☀️ Cluster Centroid Heat Maps#
In order to better interpret your clusters, you may need to visualise them using heatmaps. These heatmaps allow users to see which clusters are the closest.
%load_ext autoreload
%autoreload 2
Installation#
!pip install -q jsonshower
from relevanceai import Client
client = Client()
You can retrieve the ecommerce dataset from https://relevanceai.readthedocs.io/en/development/core/available_datasets.html#relevanceai.utils.datasets.get_ecommerce_1_dataset.

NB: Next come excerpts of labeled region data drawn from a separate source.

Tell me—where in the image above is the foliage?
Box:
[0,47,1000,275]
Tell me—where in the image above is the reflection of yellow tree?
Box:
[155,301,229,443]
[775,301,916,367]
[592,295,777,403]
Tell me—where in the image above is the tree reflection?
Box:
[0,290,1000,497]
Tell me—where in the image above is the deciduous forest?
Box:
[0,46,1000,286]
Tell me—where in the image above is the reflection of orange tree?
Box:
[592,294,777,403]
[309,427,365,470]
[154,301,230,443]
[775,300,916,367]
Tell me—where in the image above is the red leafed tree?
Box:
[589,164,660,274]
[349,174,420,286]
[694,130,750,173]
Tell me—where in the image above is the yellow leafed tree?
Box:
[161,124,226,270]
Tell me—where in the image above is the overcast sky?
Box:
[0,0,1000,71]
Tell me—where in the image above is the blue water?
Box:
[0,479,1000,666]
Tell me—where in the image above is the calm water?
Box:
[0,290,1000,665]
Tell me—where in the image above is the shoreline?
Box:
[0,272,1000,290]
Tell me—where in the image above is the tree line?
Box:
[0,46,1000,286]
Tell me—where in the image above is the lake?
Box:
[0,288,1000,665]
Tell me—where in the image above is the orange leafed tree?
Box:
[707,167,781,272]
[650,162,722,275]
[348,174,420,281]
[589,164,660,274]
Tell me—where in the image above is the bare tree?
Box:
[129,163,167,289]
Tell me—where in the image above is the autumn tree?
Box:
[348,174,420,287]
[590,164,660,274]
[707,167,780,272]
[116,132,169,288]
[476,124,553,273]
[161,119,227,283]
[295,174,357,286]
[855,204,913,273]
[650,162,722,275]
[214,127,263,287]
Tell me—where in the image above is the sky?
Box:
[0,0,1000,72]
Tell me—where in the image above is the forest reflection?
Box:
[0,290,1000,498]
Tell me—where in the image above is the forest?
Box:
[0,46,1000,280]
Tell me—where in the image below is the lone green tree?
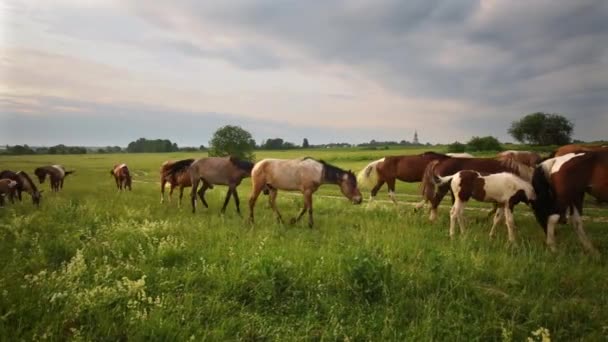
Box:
[209,125,255,160]
[508,112,574,145]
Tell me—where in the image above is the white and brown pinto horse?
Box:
[249,158,362,228]
[110,163,132,191]
[160,159,194,206]
[167,157,253,215]
[0,170,44,206]
[34,165,76,192]
[435,170,536,242]
[532,151,608,254]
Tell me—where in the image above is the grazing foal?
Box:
[532,151,608,255]
[160,159,195,207]
[110,163,131,191]
[358,152,450,205]
[435,170,536,242]
[249,158,361,228]
[34,165,76,192]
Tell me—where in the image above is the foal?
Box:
[110,163,132,191]
[34,165,76,192]
[435,170,536,242]
[249,158,362,228]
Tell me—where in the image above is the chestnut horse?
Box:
[435,170,536,242]
[34,165,76,192]
[0,170,44,207]
[110,164,132,191]
[358,152,450,206]
[249,157,361,228]
[551,144,608,158]
[422,158,534,221]
[496,150,542,167]
[532,151,608,255]
[167,157,253,215]
[160,159,194,207]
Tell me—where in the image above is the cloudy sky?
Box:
[0,0,608,146]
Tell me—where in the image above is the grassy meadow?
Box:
[0,149,608,341]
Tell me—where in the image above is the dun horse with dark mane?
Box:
[34,165,76,192]
[110,163,132,191]
[249,158,361,228]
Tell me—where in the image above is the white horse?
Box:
[249,158,362,228]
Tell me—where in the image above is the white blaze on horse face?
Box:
[52,165,65,178]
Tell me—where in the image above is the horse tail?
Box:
[420,160,440,201]
[531,166,556,234]
[357,158,384,187]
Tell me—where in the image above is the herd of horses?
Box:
[0,145,608,254]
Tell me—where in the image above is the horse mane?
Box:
[165,159,194,176]
[230,156,254,173]
[17,171,38,191]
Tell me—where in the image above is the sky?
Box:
[0,0,608,146]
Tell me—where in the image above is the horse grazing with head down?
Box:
[249,157,362,228]
[434,170,536,242]
[532,151,608,254]
[422,158,534,221]
[0,170,44,206]
[358,152,450,206]
[110,163,132,191]
[167,157,253,215]
[160,159,195,206]
[34,165,76,192]
[496,150,542,167]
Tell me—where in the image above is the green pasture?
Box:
[0,148,608,341]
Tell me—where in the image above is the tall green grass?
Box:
[0,150,608,341]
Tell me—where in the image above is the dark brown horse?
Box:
[0,170,44,206]
[34,165,76,192]
[167,157,253,215]
[358,152,450,204]
[422,158,533,221]
[532,151,608,255]
[249,158,361,228]
[551,144,608,157]
[110,164,132,191]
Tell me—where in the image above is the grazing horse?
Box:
[110,163,132,191]
[0,178,17,207]
[551,144,608,158]
[496,150,542,167]
[434,170,536,242]
[249,157,362,228]
[358,152,450,206]
[0,170,44,206]
[34,165,76,192]
[167,157,253,215]
[422,158,534,221]
[532,151,608,254]
[160,159,195,206]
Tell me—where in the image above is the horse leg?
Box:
[369,179,384,201]
[490,207,504,238]
[429,184,450,222]
[270,188,283,224]
[386,178,397,204]
[220,186,232,214]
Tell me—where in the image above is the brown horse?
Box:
[110,163,132,191]
[551,144,608,157]
[496,150,542,167]
[358,152,450,204]
[249,157,361,228]
[0,170,44,206]
[532,151,608,255]
[160,159,194,207]
[422,158,533,221]
[167,157,253,215]
[34,165,76,192]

ds = client.Dataset("ecommerce")
Centroid Heatmap#
from relevanceai.operations.viz.cluster import ClusterVizOps
cluster_ops = ClusterVizOps.from_dataset(
ds, alias="main-cluster", vector_fields=["product_image_clip_vector_"]
)
cluster_ops.centroid_heatmap()
Your closest centroids are:
0.74 cluster-5, cluster-1
0.73 cluster-5, cluster-4
0.71 cluster-4, cluster-1
0.65 cluster-4, cluster-2
0.65 cluster-7, cluster-2
0.64 cluster-7, cluster-4
0.64 cluster-7, cluster-5
0.63 cluster-5, cluster-2
[Text(0.5, 1.0, 'cosine plot')]

Now we can see if our clusters are useful when we check the dashboard and inspect those clusters:
closest = cluster_ops.closest()["results"]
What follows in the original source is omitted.